Au-delà de la perte de 225 livres, Jacques Aubin affirme que sa plus grande victoire se retrouve dans le retour à sa dignité. « Par exemple de juste attacher tes chaussures, cela fait une différence quand tu es en forme et mince, versus quand tu es obèse. Et il y a plein d’autres exemples comme ça. Donc, sur le plan de la dignité il y a beaucoup de choses qui ont changé », confie-t-il. La récupération de ses valeurs, qu’il avait supprimées sans s’en rendre compte, représente un important retour à lui-même. « Ces valeurs que j’étouffais, parce que j’avais peur de mes émotions. Vous savez, on ne devient pas gros pour un rien. On le devient souvent parce qu’on a des douleurs humaines que l’on cherche à enfouir. L’obésité, c’est physique, émotionnel et mental », a-t-il découvert à travers sa propre expérience.

L’insidieuse obésité

Mesurant 6 pieds et 2 pouces, Jacques Aubin ne pesait que 140 livres à l’âge de 18 ans. Sa masse corporelle augmentant à environ 177 livres à 21 ans, il a ensuite grimpé jusqu’à 250 livres en seulement 4 ans. « C’est insidieux l’obésité. Au milieu de la trentaine, je suis partie dans la mauvaise direction et les livres se sont accumulés jusqu’à 415 », raconte-t-il.

Une année en trois étapes

2009 fut pour Jacques Aubin une année en trois étapes, soit la prise de conscience, la décision et l’action. Le départ de ses enfants de la maison pour aller vivre de grands défis fut un choc lui donnant la sensation de les perdre. « C’est à ce moment que j’ai réalisé qu’eux aussi étaient en train de me perdre, mais d’une autre façon. À mon avis, j’étais en train de m’approcher de la mort parce que j’avais un problème de haute pression. Mes autres indices corporels définissaient que je n’étais pas loin de rentrer dans un mode de problème de cholestérol. Alors, il fallait que je prenne une décision si je voulais voir mes enfants s’accomplir », en a-t-il conclu. En changeant ses habitudes alimentaires et de vie, introduisant l’exercice physique quotidiennement de façon graduelle, en consultant pour résoudre les causes psychologiques de son surpoids, Jacques Aubin a renversé la vapeur pour enfin retrouver sa qualité de vie.

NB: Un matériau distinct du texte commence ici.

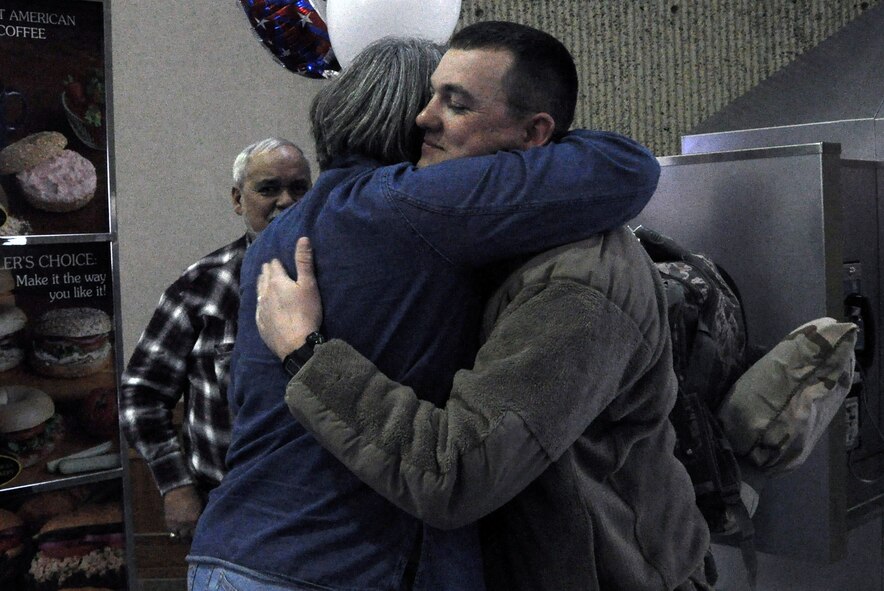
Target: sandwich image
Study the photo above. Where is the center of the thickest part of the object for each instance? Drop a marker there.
(13, 548)
(29, 425)
(70, 342)
(12, 326)
(85, 548)
(51, 178)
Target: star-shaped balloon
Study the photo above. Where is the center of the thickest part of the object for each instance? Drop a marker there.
(295, 34)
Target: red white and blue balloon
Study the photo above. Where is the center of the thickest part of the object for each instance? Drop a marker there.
(295, 33)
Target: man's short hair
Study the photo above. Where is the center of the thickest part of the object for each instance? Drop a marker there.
(543, 78)
(241, 162)
(370, 108)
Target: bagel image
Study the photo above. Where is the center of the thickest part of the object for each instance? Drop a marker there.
(29, 426)
(51, 177)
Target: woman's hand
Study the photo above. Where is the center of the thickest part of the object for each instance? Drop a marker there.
(288, 310)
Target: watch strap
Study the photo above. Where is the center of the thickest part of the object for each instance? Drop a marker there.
(294, 361)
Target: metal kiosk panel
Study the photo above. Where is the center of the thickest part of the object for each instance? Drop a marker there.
(772, 218)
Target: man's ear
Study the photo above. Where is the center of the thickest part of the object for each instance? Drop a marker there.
(539, 130)
(236, 197)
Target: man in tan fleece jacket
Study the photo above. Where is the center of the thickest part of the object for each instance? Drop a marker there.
(558, 438)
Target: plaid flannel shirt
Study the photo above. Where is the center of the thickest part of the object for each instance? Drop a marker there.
(185, 352)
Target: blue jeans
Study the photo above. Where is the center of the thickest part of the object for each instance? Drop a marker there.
(210, 577)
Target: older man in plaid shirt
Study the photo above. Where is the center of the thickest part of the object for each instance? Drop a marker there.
(185, 350)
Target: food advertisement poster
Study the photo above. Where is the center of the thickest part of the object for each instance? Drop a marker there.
(53, 118)
(58, 405)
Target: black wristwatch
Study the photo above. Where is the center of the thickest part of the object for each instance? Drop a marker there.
(295, 360)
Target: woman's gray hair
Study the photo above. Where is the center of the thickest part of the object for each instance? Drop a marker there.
(370, 108)
(241, 162)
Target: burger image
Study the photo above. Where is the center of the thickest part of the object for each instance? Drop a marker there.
(70, 342)
(29, 426)
(12, 325)
(13, 548)
(85, 548)
(50, 177)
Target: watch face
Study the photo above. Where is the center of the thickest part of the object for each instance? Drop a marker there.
(315, 338)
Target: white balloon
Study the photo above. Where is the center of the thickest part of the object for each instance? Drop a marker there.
(353, 24)
(320, 7)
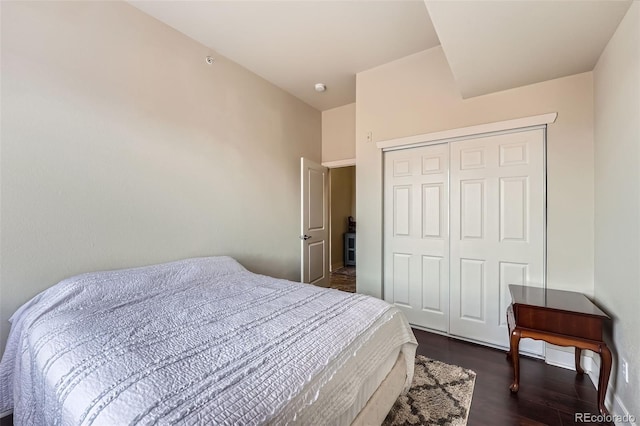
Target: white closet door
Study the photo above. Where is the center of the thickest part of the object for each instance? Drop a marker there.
(416, 234)
(497, 230)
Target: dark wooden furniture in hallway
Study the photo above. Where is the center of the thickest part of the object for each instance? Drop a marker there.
(563, 318)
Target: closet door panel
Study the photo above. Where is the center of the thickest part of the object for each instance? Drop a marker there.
(497, 230)
(416, 237)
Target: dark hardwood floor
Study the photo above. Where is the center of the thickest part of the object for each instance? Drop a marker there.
(548, 395)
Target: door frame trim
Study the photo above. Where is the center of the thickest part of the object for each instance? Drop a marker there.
(469, 132)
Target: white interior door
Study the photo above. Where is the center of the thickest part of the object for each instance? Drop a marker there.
(314, 223)
(416, 234)
(497, 230)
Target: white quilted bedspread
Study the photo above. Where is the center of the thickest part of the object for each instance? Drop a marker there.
(199, 341)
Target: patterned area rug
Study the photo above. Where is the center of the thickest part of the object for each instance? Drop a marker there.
(440, 395)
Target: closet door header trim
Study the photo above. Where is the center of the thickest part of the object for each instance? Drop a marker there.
(518, 124)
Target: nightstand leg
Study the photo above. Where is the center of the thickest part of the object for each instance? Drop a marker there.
(578, 358)
(603, 380)
(514, 344)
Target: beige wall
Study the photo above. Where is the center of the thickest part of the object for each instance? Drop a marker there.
(338, 133)
(417, 95)
(342, 206)
(617, 199)
(121, 147)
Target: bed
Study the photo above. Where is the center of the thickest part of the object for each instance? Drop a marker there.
(203, 341)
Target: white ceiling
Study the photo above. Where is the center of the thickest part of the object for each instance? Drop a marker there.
(498, 45)
(295, 44)
(490, 45)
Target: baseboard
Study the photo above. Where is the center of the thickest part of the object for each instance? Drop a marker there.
(559, 356)
(564, 358)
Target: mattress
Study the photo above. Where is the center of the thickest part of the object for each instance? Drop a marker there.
(198, 341)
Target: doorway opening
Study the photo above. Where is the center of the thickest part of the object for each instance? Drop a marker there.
(342, 225)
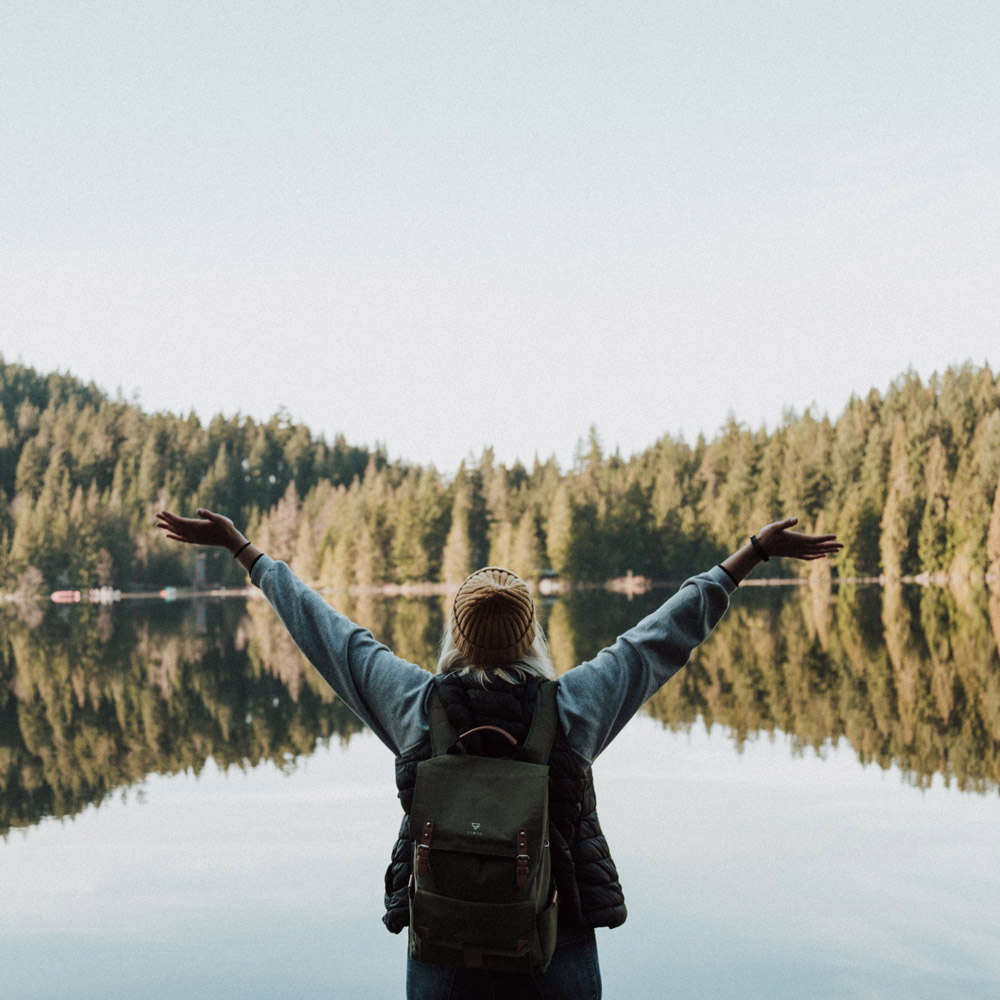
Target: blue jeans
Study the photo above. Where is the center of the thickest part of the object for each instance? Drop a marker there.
(574, 974)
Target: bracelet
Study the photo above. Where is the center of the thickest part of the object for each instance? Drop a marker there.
(758, 548)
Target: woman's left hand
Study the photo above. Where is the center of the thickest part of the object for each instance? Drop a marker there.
(777, 540)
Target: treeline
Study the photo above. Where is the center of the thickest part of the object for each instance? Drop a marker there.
(92, 700)
(908, 479)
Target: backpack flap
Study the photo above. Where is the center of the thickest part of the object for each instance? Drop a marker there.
(481, 804)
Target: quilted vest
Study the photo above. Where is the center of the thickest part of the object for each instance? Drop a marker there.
(590, 894)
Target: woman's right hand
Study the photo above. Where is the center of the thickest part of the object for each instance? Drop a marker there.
(776, 540)
(208, 528)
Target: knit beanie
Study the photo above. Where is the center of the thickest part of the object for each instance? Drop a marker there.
(493, 617)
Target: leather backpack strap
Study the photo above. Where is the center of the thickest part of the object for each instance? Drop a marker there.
(443, 735)
(538, 745)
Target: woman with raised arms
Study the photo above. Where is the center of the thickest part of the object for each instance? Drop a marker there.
(493, 660)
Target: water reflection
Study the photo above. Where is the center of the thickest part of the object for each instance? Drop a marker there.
(92, 699)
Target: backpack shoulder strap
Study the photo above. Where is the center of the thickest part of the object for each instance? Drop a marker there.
(538, 745)
(443, 735)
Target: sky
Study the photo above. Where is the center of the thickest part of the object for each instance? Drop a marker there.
(439, 226)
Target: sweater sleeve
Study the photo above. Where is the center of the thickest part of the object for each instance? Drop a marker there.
(389, 695)
(597, 698)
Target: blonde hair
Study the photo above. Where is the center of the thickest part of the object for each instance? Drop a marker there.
(536, 661)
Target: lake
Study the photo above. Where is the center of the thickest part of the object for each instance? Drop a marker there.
(809, 809)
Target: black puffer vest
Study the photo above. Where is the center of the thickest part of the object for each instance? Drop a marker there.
(590, 894)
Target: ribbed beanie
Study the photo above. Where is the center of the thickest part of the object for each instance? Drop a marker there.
(493, 617)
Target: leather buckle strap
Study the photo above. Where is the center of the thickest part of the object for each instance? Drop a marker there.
(523, 860)
(424, 848)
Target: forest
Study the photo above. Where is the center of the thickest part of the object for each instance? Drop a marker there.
(908, 479)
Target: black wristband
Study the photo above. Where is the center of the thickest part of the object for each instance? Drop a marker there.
(758, 548)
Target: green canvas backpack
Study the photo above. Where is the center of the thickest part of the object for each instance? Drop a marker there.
(482, 893)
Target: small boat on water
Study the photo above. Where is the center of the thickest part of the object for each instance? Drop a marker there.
(66, 596)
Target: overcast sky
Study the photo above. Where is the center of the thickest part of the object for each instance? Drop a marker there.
(444, 225)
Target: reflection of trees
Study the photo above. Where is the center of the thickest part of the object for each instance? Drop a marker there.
(908, 676)
(86, 708)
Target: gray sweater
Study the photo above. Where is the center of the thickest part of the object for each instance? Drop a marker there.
(595, 699)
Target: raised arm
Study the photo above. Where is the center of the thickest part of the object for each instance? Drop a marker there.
(596, 699)
(388, 694)
(775, 540)
(209, 528)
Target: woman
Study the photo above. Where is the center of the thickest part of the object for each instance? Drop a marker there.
(493, 659)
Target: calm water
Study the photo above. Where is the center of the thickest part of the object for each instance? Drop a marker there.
(809, 810)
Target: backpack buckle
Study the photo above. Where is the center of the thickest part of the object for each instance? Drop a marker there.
(522, 871)
(424, 848)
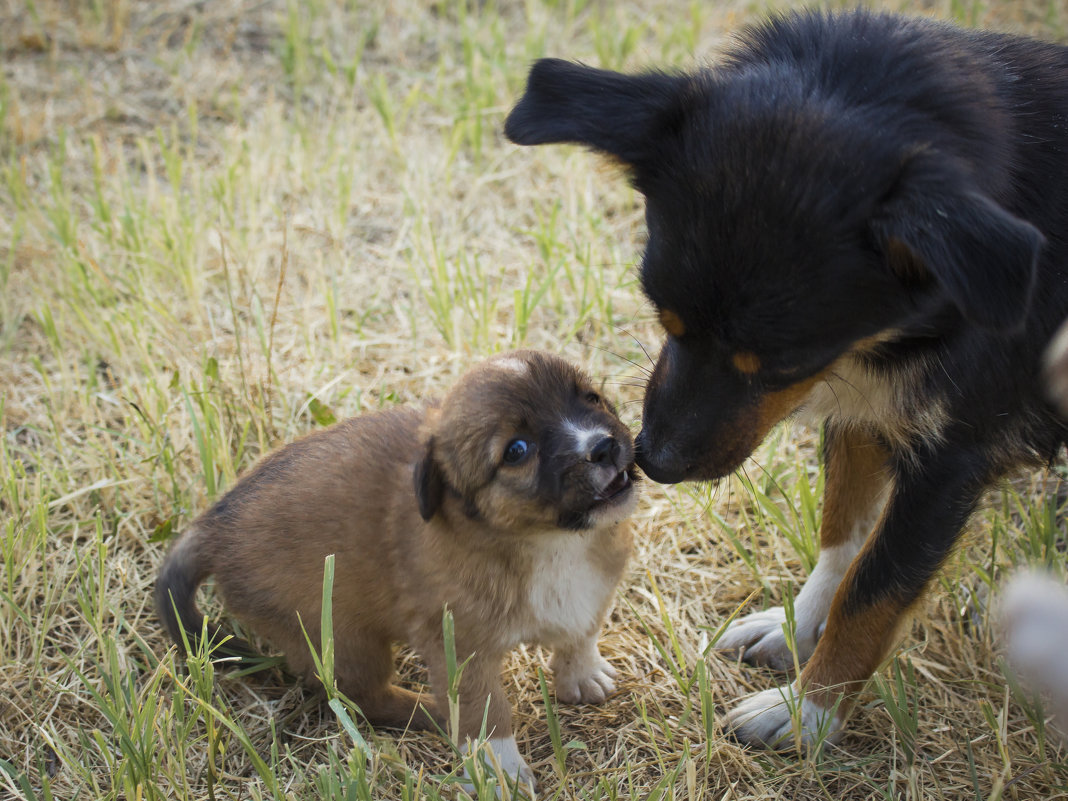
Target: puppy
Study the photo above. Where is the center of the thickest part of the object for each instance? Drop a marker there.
(1034, 607)
(862, 218)
(504, 502)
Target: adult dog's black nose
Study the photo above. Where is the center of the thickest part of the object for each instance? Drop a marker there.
(606, 451)
(657, 466)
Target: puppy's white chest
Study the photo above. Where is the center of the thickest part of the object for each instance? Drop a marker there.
(567, 591)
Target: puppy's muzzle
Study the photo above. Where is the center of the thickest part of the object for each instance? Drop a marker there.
(607, 455)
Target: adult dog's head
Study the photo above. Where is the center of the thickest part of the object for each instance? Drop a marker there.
(790, 225)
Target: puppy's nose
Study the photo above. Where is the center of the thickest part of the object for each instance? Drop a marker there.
(605, 452)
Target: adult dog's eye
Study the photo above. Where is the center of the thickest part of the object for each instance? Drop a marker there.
(517, 452)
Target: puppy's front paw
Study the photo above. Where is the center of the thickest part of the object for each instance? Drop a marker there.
(782, 719)
(760, 640)
(583, 676)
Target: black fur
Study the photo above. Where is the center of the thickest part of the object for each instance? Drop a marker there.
(846, 188)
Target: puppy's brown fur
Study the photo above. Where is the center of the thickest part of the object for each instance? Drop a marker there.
(427, 508)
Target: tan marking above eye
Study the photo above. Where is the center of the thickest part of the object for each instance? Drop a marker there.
(745, 361)
(672, 323)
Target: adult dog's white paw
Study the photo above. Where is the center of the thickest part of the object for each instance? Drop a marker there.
(783, 720)
(501, 754)
(583, 679)
(759, 638)
(1034, 616)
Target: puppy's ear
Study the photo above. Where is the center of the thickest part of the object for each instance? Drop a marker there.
(615, 113)
(984, 257)
(429, 483)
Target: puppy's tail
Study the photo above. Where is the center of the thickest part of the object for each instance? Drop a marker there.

Pour donner un sens aux épreuves

Aujourd’hui, M. Aubin se donne la mission d’aider les gens à retrouver la santé et une la meilleure qualité de vie, notamment en faisant des conférences partout au Québec, en amenant les gens à bouger et en participant de toutes les manières possibles au mieux-être des autres.

Ses coups de coeur

« Les Laurentides, répond spontanément Jacques Aubin lorsqu’on lui demande ses coups de coeur dans la région. J’aime tout dans les Laurentides. J’aime les gens, l’environnement, la nature, les accès aux sentiers et aux endroits pour pratiquer des sports d’hiver et d’été ».